Discern Location/位置同定
系統占術;呪文レベルウィザード/ソーサラー8、クレリック8
発動時間10分
構成要素音声、動作、信仰
距離無限
目標クリーチャー1体あるいは物体1つ
持続時間瞬間
セーヴィング・スロー不可;呪文抵抗不可
 ディサーン・ロケーション呪文はクリーチャーや物体の位置を知る最も強力な手段のひとつである。

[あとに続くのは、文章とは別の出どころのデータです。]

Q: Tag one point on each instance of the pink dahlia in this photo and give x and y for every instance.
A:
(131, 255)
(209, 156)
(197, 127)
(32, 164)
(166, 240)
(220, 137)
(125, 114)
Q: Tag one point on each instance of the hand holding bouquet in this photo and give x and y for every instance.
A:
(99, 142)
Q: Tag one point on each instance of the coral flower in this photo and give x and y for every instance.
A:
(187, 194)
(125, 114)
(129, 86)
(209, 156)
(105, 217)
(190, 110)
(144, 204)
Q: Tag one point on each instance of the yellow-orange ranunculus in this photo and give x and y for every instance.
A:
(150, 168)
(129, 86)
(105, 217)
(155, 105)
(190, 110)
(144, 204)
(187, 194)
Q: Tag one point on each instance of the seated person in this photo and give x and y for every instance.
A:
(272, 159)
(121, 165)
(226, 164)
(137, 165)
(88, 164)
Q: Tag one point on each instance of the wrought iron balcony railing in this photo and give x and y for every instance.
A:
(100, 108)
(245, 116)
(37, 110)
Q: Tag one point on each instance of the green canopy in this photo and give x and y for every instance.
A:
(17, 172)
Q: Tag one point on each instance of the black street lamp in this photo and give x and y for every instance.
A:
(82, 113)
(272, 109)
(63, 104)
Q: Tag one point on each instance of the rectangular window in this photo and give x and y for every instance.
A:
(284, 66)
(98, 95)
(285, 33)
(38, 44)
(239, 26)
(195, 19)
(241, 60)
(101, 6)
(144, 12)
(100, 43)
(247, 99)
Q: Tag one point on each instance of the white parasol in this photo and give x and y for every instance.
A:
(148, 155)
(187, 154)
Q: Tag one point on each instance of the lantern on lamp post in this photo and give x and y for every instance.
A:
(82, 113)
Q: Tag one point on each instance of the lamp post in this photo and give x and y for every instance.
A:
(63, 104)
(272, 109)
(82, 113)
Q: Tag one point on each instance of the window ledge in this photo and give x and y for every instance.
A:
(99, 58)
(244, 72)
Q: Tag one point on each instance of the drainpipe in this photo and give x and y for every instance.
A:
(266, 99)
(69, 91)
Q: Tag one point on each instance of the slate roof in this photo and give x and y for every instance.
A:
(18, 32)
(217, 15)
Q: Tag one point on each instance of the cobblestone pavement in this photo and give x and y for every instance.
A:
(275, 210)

この呪文によって術者は個体1体あるいは物体1つの正確な位置を知ることができ、これを妨害できるものはマインド・ブランク呪文や神格の直接介入以外にはない。ディサーン・ロケーションは念視や位置確認を妨げる通常の手段を回避する。この呪文は対象のクリーチャーや物体のある場所(土地、名前、店名、建物名など)、共同体、郡県(あるいはそれに類する政治的区分)、国、大陸、次元界の名前を明らかにする。
 この呪文でクリーチャーを捜すためには、術者はそのクリーチャーを見たことがあるか、かつてそのクリーチャーのものであった何らかのアイテムを持っていなければならない。物体を捜すためには、術者は少なくとも一度はその物体に触れたことがなければならない。